The law of conservation of momentum states that the total momentum of a closed system of objects (which has no external forces acting on it) remains constant.



Newton's third law of motion states that for every action, there is an equal and opposite reaction.



When two objects interact, they exert forces on each other. According to Newton's third law of motion, these forces are equal in magnitude and opposite in direction. Let's consider two objects A and B.

- Object A exerts a force on object B (action).
- Object B exerts an equal and opposite force on object A (reaction).

Now, let's assume that the mass of object A is m1 and its velocity is v1, while the mass of object B is m2 and its velocity is v2.
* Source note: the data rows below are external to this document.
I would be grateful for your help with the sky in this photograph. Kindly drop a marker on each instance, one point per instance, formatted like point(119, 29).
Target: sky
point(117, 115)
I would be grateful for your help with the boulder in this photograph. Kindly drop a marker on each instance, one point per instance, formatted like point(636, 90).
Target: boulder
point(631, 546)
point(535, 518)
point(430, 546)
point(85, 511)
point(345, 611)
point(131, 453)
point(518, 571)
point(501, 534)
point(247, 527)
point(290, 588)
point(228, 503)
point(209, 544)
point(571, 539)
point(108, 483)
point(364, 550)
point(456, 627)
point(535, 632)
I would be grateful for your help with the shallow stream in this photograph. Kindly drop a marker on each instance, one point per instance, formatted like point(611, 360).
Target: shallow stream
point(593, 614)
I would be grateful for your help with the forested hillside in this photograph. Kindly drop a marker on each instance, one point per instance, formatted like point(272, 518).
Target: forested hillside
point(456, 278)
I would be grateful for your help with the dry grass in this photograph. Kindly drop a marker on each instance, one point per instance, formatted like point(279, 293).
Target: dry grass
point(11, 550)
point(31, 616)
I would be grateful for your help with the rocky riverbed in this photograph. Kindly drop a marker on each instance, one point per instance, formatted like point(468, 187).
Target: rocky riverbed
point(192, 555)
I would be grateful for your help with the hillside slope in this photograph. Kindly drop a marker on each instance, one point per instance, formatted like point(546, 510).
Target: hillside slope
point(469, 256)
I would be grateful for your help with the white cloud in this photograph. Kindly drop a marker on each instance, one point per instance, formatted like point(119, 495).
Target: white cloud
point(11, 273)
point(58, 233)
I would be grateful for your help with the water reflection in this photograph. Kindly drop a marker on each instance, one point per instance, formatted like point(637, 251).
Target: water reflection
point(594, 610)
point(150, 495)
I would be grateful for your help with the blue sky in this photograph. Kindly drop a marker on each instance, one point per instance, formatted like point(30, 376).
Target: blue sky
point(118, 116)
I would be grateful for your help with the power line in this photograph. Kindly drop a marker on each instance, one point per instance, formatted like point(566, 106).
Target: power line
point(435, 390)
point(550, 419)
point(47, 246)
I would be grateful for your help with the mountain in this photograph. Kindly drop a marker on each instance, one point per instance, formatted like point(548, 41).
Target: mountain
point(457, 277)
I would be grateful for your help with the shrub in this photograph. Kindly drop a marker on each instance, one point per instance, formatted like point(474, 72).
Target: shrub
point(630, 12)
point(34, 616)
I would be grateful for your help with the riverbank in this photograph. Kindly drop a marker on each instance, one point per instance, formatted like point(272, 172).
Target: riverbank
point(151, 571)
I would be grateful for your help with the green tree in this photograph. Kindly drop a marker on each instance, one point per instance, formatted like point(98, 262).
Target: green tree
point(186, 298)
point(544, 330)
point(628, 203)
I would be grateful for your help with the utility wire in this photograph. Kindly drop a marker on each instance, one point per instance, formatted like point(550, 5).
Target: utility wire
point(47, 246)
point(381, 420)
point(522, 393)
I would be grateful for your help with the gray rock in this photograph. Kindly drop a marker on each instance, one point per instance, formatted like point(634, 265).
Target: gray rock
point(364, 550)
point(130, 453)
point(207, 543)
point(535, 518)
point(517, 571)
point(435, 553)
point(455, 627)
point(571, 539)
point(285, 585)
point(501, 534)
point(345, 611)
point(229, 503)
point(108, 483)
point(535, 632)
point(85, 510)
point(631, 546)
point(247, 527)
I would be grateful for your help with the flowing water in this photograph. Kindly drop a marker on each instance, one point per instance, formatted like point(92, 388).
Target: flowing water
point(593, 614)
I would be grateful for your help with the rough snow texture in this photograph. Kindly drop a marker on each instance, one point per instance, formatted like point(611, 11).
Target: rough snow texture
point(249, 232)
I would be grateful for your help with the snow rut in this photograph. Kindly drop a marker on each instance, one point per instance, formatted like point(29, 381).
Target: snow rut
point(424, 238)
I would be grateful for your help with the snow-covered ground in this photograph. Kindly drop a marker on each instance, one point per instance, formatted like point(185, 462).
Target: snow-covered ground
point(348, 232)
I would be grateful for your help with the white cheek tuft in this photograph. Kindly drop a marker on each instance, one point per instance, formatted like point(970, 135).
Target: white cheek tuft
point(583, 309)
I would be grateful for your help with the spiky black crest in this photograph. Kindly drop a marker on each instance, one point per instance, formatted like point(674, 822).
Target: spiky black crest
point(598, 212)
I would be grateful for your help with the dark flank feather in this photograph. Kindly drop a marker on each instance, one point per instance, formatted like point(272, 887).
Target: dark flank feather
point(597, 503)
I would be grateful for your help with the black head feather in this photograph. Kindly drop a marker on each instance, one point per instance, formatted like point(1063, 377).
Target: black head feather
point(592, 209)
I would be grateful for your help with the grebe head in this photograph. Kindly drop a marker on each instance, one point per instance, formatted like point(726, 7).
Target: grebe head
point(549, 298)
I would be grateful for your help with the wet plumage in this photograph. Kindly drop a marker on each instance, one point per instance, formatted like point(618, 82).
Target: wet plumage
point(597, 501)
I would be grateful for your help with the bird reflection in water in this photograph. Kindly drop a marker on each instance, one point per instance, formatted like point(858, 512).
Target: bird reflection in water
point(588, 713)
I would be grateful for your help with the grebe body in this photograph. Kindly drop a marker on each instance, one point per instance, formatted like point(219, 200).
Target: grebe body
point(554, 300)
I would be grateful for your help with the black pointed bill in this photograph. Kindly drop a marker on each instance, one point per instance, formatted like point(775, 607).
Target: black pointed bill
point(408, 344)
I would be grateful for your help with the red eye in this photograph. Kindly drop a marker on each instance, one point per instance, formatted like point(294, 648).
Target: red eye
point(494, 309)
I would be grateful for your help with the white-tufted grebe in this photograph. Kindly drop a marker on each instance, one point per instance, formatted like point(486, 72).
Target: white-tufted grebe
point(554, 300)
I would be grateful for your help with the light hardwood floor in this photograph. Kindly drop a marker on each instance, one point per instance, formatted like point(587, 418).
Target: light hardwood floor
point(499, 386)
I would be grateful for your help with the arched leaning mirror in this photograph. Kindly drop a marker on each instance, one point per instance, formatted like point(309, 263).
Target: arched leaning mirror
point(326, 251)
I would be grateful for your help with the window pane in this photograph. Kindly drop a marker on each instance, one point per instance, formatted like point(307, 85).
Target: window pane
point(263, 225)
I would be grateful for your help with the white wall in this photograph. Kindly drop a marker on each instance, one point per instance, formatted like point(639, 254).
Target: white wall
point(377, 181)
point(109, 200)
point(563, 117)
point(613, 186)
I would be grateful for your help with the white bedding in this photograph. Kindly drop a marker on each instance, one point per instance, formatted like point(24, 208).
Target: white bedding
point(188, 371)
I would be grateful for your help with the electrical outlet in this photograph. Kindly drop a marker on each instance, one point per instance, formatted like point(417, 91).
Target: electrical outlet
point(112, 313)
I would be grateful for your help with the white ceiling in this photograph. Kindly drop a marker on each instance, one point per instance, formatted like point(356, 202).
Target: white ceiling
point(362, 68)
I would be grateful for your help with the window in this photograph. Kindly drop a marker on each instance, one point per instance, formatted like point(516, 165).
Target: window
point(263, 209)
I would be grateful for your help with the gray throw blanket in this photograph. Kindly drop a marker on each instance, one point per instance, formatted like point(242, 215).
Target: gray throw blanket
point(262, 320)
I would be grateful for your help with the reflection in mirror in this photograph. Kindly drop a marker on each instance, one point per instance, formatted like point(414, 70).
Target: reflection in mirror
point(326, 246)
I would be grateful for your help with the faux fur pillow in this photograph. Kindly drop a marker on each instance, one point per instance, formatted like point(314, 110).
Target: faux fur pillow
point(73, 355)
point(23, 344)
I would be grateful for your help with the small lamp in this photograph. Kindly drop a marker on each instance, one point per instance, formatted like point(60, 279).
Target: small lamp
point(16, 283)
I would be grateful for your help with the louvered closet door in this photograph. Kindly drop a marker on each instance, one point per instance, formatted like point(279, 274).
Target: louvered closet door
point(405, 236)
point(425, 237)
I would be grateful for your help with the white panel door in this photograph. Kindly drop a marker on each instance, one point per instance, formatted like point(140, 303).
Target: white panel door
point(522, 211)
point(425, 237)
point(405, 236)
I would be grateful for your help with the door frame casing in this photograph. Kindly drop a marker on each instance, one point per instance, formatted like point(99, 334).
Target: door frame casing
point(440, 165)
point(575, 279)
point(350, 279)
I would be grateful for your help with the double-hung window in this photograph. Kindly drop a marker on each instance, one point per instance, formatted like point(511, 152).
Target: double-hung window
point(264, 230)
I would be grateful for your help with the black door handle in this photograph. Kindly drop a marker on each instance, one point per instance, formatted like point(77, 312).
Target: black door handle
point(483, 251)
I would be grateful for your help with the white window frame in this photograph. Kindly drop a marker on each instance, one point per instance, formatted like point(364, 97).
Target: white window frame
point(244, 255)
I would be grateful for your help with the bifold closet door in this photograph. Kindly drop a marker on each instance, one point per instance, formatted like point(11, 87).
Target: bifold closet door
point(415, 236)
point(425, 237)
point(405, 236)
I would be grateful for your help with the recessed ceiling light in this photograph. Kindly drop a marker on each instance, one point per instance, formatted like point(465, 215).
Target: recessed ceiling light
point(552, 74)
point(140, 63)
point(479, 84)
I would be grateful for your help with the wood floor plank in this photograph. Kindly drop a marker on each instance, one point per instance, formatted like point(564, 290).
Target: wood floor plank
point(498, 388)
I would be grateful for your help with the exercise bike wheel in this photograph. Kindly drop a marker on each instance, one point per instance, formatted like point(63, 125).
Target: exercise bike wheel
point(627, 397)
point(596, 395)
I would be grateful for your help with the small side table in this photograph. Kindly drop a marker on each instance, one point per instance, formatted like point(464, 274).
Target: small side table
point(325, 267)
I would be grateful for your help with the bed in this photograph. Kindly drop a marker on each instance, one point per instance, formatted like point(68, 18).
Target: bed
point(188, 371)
From Newton's second law of motion, we know that force is equal to the rate of change of momentum. Therefore, the force exerted by object A on object B is given by:

- Force = (m1 * delta v1) / delta t

Similarly, the force exerted by object B on object A is given by:

- Force = (m2 * delta v2) / delta t

Since the forces are equal and opposite, we can equate them:

- (m1 * delta v1) / delta t = -(m2 * delta v2) / delta t

Multiplying both sides by delta t, we get:

- m1 * delta v1 = -m2 * delta v2

Rearranging the equation, we get:

- m1 * delta v1 + m2 * delta v2 = 0

This equation tells us that the total momentum of the system (m1 * v1 + m2 * v2) is conserved. In other words, the total momentum before the interaction is equal to the total momentum after the interaction.

Therefore, we can derive the law of conservation of momentum from Newton's third law of motion.